Apologies for posting such a simple question to mathoverflow. I've have been stuck trying to solve this problem for some time and have posted this same query to math.stackexchange (but have received no useful feedback).
I am working on problem 2.31(d) in Boyd & Vandenberghe's book on "Convex Optimization" and the question asks me to prove that the interior of a dual cone $K'$ of a convex cone $K \subseteq R^n$ is equal to the set
\[ S = { y \mid y^\top x > 0 \text{ for all } x \in \text{cl}(K) \backslash {0} }. \]
Recall that the dual cone is the set $K' = \{ y \mid y^\top x \ge 0 \text{ for all } x \in \text{cl}(K) \backslash \{0\} \}$.
Now, for a point $z \in K'$, it is easy to show that if there exists $x \in \text{cl}(K) \backslash \{0\}$ such that $z^\top x = 0$, then $z$ must lie on the boundary of $K'$.
So now I need only show that if $z \in K'$ and $z^\top x > 0$ for all $x \in \text{cl}(K) \backslash \{0\}$, then $z$ lies in the interior of $K'$. Of course this means I need to find an $\epsilon > 0$ such that for all $z' \in D(z,\epsilon)$, we have $z'^\top x > 0$ for all $x \in \text{cl}(K) \backslash \{0\}$. It's here that I am stuck.
First of all, I don't know how to find such an $\epsilon$. But even if I did, I don't know how to show that for any $z' = z + \gamma u$ with $\gamma \in (0,\epsilon)$ and $\|u\| = 1$ that
\[ z'^\top x = (z + \gamma u)^\top x > 0. \]
I am able to use the Schwartz ineq to show that
\[ z^\top x – \gamma \|x\| \le z^\top x + \gamma u^\top x. \]
But I can't prove the critical piece, that
\[ 0 < z^\top x – \gamma \|x\|. \]
One difficulty here is that because $x$ ranges over the cone $K$, its norm can be arbitrarily large. Therefore it seems unlikely to find a single $\epsilon$ which bounds the differences of the inner products ($z^\top x$ and $z'^\top x$) for all of $x$ in $K$.

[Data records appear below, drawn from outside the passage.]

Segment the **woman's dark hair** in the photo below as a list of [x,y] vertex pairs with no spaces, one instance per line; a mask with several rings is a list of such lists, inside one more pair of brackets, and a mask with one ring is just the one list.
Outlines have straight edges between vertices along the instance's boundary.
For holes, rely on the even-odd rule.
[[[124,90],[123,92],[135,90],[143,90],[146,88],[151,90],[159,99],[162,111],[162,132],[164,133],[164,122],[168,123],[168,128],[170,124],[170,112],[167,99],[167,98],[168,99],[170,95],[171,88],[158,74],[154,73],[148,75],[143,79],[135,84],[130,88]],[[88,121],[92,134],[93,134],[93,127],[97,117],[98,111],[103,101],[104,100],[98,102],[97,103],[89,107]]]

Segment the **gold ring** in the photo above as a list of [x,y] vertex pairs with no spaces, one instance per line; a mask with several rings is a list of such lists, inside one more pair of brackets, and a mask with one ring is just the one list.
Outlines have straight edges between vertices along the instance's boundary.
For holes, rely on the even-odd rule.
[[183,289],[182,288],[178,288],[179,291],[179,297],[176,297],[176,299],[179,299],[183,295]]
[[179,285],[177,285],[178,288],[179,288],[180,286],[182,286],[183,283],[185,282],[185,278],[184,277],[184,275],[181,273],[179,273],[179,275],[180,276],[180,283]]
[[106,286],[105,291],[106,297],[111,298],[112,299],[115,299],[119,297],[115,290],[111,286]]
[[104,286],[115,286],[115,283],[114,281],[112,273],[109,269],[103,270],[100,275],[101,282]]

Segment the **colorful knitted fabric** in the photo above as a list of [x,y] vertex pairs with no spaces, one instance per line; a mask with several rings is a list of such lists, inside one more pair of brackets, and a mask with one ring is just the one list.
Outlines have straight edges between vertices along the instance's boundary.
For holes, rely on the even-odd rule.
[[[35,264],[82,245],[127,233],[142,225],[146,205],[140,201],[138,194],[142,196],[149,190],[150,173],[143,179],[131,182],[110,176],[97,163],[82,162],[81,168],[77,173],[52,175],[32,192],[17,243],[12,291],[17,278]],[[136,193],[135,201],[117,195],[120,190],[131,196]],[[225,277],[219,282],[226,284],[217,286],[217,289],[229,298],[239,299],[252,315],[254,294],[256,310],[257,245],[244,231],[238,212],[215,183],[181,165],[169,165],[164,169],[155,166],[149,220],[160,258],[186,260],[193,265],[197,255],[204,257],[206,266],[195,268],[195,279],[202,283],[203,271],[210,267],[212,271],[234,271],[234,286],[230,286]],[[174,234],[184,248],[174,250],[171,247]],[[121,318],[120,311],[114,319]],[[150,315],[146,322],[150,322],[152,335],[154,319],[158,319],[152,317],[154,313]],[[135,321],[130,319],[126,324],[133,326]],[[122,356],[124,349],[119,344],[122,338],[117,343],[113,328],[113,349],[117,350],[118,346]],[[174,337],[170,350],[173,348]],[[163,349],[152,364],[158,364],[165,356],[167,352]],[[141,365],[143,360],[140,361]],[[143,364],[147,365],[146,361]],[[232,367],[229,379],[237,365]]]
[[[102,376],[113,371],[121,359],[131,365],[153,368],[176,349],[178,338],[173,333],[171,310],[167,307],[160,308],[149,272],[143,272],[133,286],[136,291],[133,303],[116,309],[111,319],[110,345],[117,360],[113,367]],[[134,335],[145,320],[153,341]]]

On the other hand, the statement that $S$ is the interior of $K'$ seems entirely reasonable so there should be a way to prove this. Any help is greatly appreciated. I am very interested to see what mathematical technologies I am missing.
Thanks, -Ted
Best Answer
Something along the following lines will work: note that $z$ satisfies $z^\top x>0$ for all $x\in cl(K)$ iff $z$ satisfies $z^\top x>0$ for all $x\in cl(K)$ s.t. $\|x\|=1$, i.e. for all $x\in cl(K)\cap S^{n-1}$. Note that $U:=cl(K)\cap S^{n-1}$ is compact, thus the function $x\mapsto z^\top x$, being a continuous function on a compact, reaches its minimum, say, $\delta>0$, on $U$.
Next, for an arbitrary $y\in\mathbb{R}^n$, take $f_y(x)=y^\top x$. Again, $\inf_{x\in U} f_y(x)$ exists, and is equal to $\delta_y$, which might be negative or positive. Still, we can take sufficiently small $\alpha_y>0$ so that $(z+\alpha_y y)^\top x\geq 0$ for all $x\in U$. (I leave the computation of $\alpha_y$ from $\delta$ and $\delta_y$ to you, it's not hard.)
Finally, you need to pick up enough vectors $y$ so that $z$ lies in the interior of the cone spanned by the vectors $z+\alpha_y y$ (note that these lie in $cl(K')$ by construction).